The head of the Recreation Department was at a recent Planning Board meeting to show plans for a disc golf course in a new town park.
The 22-acre park, at 11-13 Baboosic Lake Road, already has a sand-dune pump track for bicycles.
Pump track and disc golf, Craig Fraley said, are part of efforts to offer more recreation choices for all ages.
“We’re not just a youth service,” he said.
The department is trying to create activities for 8-year-olds and 80-year-olds “and everyone in between,” Fraley said.
Hiking is another activity, and there is a potential to connect to the new Joshua’s Park on Courthouse Road and a nearby trailhead, he said.
Disc golf is like traditional golf, except players use flying discs and try to toss them into metal baskets. Trees and shrubs provide challenges, the way water and sand traps do in golf. It’s a year-round sport, and people can play in snowshoes, Fraley said.
The purpose of the pump track, Fraley said, is fitness, fun and skill building. It was built last year, and itprovides a continuous loop for bike riding without pedaling.
When the town lost the Cemetery Fields recreation area, the future site of the Forest View Cemetery, it lost a spot for people to learn how to ride bikes, he said.
The Amherst track is popular, he said.
“There were a lot of smiling faces at the track right up until the snow fell,” Fraley said.
He explained to the board some of the renovations needed to the park, including tree thinning and moving the driveway west of the current entrance for safer access. There will be a 50-foot buffer between nearby neighboring properties so discs don’t fly into people’s yards.
The park property is owned by the Amherst School District. Board members said it would be good to eventually have boardwalks over the wetlands and signs to educate people about the value of wetlands.

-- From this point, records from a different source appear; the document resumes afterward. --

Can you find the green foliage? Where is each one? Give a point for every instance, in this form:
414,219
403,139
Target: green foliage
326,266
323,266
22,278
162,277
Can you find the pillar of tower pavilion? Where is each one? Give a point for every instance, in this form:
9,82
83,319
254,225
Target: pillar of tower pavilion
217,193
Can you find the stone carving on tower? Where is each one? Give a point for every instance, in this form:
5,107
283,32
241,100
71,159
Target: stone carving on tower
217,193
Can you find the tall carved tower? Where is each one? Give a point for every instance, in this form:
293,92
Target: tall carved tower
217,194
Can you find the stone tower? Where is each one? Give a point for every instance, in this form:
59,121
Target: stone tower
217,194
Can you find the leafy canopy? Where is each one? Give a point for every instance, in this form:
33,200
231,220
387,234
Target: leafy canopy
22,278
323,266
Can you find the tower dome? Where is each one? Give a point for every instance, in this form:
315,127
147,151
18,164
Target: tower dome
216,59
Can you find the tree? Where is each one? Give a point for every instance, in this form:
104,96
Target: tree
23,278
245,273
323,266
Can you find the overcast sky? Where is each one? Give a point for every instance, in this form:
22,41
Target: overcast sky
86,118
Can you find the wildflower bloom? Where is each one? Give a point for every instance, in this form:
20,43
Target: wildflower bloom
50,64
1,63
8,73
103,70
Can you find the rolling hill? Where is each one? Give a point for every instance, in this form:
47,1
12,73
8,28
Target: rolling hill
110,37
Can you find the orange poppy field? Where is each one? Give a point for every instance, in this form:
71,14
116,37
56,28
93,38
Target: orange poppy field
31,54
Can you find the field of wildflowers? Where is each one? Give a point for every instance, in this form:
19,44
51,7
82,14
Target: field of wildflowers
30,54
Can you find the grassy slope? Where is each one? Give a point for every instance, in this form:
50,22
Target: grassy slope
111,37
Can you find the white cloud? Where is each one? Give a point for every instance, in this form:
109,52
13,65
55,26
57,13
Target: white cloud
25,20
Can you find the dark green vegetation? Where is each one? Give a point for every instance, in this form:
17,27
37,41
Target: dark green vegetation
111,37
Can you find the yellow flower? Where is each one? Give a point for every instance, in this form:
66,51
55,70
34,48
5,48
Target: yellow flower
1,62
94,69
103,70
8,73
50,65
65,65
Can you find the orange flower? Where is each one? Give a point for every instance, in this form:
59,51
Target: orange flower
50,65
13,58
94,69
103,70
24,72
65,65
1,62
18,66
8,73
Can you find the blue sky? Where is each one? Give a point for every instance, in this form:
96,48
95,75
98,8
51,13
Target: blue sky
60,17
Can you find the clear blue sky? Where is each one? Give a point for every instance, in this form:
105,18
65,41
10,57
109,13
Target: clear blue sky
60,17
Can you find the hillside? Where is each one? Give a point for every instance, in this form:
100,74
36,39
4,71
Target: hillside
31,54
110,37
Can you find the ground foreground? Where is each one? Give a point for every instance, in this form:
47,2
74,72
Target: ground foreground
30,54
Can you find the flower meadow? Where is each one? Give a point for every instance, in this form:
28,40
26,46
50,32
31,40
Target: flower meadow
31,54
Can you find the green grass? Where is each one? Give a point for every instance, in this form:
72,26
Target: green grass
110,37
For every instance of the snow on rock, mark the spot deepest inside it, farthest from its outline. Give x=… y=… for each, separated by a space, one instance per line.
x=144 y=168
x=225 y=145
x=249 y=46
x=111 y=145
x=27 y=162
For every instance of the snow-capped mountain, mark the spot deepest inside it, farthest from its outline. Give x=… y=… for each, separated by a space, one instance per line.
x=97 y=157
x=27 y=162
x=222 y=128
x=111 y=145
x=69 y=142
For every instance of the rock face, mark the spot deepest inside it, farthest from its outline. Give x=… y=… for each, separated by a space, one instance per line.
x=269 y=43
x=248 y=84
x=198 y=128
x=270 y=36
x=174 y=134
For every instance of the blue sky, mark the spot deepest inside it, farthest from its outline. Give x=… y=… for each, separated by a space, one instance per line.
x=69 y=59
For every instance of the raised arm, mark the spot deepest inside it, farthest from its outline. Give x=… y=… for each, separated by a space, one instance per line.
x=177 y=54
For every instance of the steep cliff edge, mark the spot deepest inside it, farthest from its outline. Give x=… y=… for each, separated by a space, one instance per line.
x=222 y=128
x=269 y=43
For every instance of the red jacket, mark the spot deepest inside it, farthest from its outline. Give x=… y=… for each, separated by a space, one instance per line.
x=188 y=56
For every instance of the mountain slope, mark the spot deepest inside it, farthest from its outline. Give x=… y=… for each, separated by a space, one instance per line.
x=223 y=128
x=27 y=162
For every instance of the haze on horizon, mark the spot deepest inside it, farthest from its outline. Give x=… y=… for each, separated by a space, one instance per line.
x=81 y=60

The park will have port-a-potties and open hours from dawn to dusk. There will also be access for DPW trucks and police vehicles.
In answer to questions from a neighbor across Baboosic Lake Road, Fraley said there are no plans for lights or for a turning lane into the park, and there’s no expectation that a lot of people would use it at one time.

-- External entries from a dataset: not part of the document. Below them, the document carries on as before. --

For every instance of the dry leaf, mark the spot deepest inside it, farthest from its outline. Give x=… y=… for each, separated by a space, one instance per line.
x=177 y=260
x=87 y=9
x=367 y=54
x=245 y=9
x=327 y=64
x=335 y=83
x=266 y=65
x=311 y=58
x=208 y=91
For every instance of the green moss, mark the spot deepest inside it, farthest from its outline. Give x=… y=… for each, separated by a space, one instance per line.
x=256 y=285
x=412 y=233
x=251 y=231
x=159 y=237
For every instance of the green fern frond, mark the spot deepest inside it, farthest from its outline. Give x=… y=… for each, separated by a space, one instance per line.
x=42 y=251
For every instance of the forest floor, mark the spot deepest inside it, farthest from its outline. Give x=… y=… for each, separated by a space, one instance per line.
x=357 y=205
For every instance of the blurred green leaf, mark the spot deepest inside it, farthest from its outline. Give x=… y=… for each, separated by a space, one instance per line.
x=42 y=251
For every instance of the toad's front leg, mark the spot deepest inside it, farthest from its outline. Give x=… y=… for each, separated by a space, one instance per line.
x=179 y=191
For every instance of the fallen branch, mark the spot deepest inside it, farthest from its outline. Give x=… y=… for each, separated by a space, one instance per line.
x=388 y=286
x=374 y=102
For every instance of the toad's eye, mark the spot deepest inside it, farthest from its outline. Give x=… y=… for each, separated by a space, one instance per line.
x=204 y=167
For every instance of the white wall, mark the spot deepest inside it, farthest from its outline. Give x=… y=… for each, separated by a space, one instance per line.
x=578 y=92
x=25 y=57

“It’s not like soccer, with 70 people pulling out” of a driveway, he said.
There have been no issues with thefts, Fraley said, adding, “The maintenance guys haven’t picked up one” piece of trash.
“Users are from all over,” he said, “and they are courteous and concerned with keeping it.”
Thinning the old dying pine trees, he said, would provide an environment for hardwood trees to thrive, as well.
There is no requirement for town departments to get Planning Board approval; the Recreation Department was there as a courtesy and to get input.
The park is being funded by user fees from the Recreation Department’s revolving fund, Fraley said.